Kudos to the Lenny Ben David of the Jerusalem Center for Public Affairs who has found and republished a series of four articles that the 22-year-old Robert Kennedy wrote for the Boston Post in late May and early June of 1948. (Hat-tip Dion Nissenbaum for that.)
I haven’t read all the Kennedy reporting in detail yet. Nissenbaum picks out some intriguing fragments at the top of his story.
What neither he nor Ben David mentions is that, as the youthful Kennedy walked around Jerusalem he may well have encountered a four-year-old Palestinian Christian child called Sirhan Sirhan, whose family’s life was probably– like that of all of Jerusalem’s Palestinians– deeply affected by the fighting of 1948 and its aftermath.
Almost exactly 40 years later it was Sirhan— by then a resident of Pasadena, California who suffered from sometimes severe psychological problems— who shot Kennedy to death in a hotel in Los Angeles. By some accounts, Sirhan had been enraged by Kennedy’s election-year demoagoguing on the Israel question. President Johnson had apparently been deflecting Israel’s requests that they be sent a batch of highly capable F-4 deep penetration fighter-bomber planes, offering them the less capable A-4’s instead. So in the primary campaign, Kennedy had begun demagoguing on that, criticizing Johnson for trying to enact that restraint.
I am noting this here absolutely not with any intention of excusing or even seeking to “explain” Sirhan’s quite unacceptable use of deadly violence, and not with the intention of raising in the present context the horrendous specter of “the A word” that so many in the Obama camp (actually, including myself) view with quite understandable dread.
I am noting it because– though all Palestinian movements and spokesmen have always been quite clear that Sirhan Sirhan had no connection with them and was absolutely not acting in their name– there still is that “Palestinian” angle to the story of Bobby Kennedy’s killing, which perhaps makes the rediscovery of Kennedy’s youthful writings on the topic even more poignant.
I’ll just close by recalling that in 1957, when John Kennedy was still a senator, he publicly articulated a very principled position of support for the Algerian liberation movement, an Arab liberation movement that was operating at the other (west) end of Mediterranean against that firm US ally, France. So the Kennedys had quite an interesting overall record on Arab liberation movements, as a family.
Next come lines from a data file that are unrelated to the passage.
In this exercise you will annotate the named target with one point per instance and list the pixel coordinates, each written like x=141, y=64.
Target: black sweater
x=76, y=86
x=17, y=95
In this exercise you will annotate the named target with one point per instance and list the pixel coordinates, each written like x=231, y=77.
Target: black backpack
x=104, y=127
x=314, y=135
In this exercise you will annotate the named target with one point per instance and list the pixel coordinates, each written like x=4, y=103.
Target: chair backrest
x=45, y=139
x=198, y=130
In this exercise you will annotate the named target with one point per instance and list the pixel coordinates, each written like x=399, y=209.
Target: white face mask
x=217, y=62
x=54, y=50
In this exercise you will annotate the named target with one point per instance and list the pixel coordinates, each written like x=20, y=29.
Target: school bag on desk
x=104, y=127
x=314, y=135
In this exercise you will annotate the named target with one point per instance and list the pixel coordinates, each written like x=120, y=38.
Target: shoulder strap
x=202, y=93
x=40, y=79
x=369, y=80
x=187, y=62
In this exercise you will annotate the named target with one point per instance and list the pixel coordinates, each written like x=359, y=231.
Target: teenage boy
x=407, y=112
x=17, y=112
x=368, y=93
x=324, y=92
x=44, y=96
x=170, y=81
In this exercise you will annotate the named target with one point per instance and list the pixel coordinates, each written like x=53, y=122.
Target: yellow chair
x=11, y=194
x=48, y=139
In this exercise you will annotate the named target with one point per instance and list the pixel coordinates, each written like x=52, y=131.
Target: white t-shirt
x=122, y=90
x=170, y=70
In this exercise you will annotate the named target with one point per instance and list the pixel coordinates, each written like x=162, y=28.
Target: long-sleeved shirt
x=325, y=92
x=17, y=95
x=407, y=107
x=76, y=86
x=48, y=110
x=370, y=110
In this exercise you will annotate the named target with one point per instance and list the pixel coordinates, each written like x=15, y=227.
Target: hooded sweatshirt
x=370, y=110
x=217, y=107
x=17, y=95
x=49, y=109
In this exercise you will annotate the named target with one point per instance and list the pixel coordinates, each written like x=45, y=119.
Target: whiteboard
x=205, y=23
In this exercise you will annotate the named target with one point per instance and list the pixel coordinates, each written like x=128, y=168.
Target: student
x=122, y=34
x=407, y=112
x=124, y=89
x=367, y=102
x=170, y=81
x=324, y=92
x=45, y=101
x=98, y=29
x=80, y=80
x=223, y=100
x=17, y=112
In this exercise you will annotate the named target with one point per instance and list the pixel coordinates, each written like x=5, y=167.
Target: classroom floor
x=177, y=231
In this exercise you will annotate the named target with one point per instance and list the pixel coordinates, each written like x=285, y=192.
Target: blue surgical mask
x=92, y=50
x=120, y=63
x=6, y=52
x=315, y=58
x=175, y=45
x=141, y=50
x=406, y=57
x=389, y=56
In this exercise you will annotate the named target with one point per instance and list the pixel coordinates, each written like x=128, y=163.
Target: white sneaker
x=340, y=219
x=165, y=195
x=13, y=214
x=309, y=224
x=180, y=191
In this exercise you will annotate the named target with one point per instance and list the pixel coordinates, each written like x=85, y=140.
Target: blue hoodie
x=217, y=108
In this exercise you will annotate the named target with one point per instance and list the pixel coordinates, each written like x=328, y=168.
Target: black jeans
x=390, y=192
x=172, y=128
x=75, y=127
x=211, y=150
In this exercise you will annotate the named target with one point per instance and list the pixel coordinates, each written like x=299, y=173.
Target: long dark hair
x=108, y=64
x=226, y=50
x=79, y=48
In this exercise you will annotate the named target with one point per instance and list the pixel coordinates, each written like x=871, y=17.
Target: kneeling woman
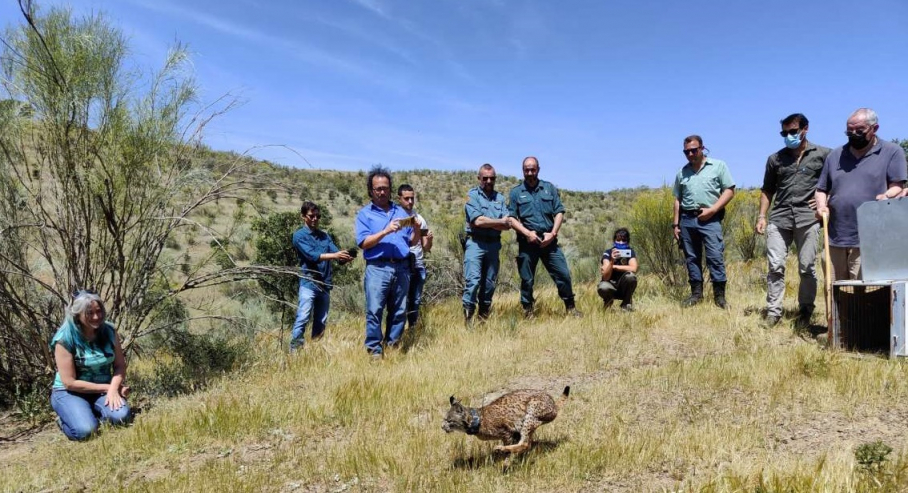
x=90, y=370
4 thoughts on “Bobby Kennedy, Palestinians, and Israel”

  1. Actually, at the point during which Kennedy voiced support for the Algerians, France wasn’t such a firm ally of the US (remember all the problems De Gaulle was causing for NATO/US as well as the very recent US-France clash over Suez etc.?).
    Furthermore there are loads of indications anyway that the US position towards Algeria (like its position vis-a-vis the Suez War) had less to do with altruistic defence of anticolonial movements than with the kind of geopolitics that appeared as the world imperial metropole was shifting from London/Paris to Washington DC.
    As for Senator Kennedy’s supposed principled positions, once he became president and coined the word “counterinsurgency”, his hand-picked hawks (including especially people like Rostow) brought over loads of French generals (including the infamous Aussaresses responsible for torture during the Battle of Algiers) to come and give lessons on COIN at Ft Bragg to US Special Forces (which if you recall, were Kennedy’s favoured warriors).
    On the imperial baton being handed over see William Roger Louis’s excellent books on the end of British empire.
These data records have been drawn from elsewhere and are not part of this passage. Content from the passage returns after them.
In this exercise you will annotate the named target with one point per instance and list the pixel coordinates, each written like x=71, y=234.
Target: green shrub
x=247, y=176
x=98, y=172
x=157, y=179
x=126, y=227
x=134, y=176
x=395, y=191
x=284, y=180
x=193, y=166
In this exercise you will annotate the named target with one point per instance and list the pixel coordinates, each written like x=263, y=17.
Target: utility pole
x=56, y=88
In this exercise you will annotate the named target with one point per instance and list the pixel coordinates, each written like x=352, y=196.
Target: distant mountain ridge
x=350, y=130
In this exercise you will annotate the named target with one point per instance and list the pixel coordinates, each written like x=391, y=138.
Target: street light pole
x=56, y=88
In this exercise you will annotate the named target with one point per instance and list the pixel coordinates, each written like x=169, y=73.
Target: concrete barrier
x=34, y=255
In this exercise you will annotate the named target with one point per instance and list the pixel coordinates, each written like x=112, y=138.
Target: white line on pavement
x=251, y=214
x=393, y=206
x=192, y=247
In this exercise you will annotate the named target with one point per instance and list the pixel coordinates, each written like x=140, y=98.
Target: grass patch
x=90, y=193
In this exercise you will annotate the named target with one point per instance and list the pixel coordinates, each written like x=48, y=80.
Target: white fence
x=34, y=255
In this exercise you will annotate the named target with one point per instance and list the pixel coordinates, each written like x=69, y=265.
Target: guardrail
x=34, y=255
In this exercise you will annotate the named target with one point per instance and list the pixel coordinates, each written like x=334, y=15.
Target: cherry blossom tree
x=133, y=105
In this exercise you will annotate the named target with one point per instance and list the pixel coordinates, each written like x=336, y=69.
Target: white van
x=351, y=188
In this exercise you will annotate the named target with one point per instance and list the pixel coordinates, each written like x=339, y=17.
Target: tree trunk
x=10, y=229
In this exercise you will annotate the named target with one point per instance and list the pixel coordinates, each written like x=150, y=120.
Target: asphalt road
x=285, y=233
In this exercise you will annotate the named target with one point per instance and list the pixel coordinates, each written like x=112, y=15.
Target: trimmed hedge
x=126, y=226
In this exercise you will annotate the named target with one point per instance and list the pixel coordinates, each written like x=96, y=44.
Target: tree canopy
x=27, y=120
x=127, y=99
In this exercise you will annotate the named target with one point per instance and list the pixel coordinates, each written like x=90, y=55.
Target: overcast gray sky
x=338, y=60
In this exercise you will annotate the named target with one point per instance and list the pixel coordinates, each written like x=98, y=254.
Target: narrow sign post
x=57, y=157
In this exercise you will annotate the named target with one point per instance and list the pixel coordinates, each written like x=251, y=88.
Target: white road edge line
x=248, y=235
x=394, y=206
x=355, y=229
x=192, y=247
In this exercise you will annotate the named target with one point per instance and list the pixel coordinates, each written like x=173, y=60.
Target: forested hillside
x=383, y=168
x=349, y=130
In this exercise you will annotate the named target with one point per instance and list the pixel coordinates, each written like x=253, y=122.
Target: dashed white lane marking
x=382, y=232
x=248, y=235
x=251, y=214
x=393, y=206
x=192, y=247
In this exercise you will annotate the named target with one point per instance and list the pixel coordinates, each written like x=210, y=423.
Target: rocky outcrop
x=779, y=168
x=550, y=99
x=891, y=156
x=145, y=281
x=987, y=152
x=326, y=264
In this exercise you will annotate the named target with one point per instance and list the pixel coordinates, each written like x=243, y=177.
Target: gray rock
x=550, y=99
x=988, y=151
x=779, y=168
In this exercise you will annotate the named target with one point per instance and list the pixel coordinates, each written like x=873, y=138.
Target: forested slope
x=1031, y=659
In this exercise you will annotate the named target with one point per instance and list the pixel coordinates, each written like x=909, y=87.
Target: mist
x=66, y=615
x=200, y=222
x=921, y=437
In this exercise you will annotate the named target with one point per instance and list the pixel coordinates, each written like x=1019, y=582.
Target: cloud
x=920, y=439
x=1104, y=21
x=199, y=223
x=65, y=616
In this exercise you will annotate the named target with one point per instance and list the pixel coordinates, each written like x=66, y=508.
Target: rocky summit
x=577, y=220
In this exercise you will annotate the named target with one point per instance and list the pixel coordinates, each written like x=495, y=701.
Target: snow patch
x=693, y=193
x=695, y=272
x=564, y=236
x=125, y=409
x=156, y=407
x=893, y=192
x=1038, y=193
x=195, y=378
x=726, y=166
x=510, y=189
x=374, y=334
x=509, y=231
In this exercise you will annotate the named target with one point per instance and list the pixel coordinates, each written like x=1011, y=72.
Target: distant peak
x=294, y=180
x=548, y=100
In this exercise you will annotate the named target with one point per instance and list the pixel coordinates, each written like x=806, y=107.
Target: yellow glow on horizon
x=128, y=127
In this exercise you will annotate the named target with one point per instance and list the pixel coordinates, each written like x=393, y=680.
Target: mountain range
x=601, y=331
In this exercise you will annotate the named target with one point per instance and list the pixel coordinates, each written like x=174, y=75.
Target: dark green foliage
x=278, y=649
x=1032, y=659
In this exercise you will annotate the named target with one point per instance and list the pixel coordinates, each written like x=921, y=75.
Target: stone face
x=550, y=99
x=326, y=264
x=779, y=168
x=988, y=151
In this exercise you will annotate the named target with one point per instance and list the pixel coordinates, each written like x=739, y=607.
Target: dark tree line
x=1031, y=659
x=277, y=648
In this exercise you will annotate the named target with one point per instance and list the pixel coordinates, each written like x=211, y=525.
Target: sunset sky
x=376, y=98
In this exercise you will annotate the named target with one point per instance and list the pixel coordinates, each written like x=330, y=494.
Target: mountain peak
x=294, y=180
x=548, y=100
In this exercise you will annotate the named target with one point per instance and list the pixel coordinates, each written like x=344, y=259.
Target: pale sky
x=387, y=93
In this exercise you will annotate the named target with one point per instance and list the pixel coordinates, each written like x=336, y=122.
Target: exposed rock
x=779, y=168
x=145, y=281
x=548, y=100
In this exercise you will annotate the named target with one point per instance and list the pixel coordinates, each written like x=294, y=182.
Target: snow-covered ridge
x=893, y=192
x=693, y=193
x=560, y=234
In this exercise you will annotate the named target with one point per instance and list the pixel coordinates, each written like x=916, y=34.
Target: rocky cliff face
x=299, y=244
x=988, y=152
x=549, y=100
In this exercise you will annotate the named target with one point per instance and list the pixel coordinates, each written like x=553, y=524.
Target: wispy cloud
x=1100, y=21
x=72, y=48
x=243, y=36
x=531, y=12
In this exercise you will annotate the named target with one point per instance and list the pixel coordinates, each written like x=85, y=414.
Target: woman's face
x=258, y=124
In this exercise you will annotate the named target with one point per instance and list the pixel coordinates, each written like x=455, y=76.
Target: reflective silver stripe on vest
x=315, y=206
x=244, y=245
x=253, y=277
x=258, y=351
  2. Not sure why the hateful one calls Kennedy’s position “demagouging.” Can’t Helena understand that one can take a sincere position in support of Israel?

  3. Lahlek, De Gaulle wouldn’t have been causing problems for the US in 1957 as he wasn’t in power.
    Joshua, do you ever have anything useful or constructive to say?

  4. Watcher,
    Yes. It’s necessary to point out that supporting Israel is not demagoguery but principled. How sad that our host sees the need to demean the views of one of the most inspirational politicians of the 20th century.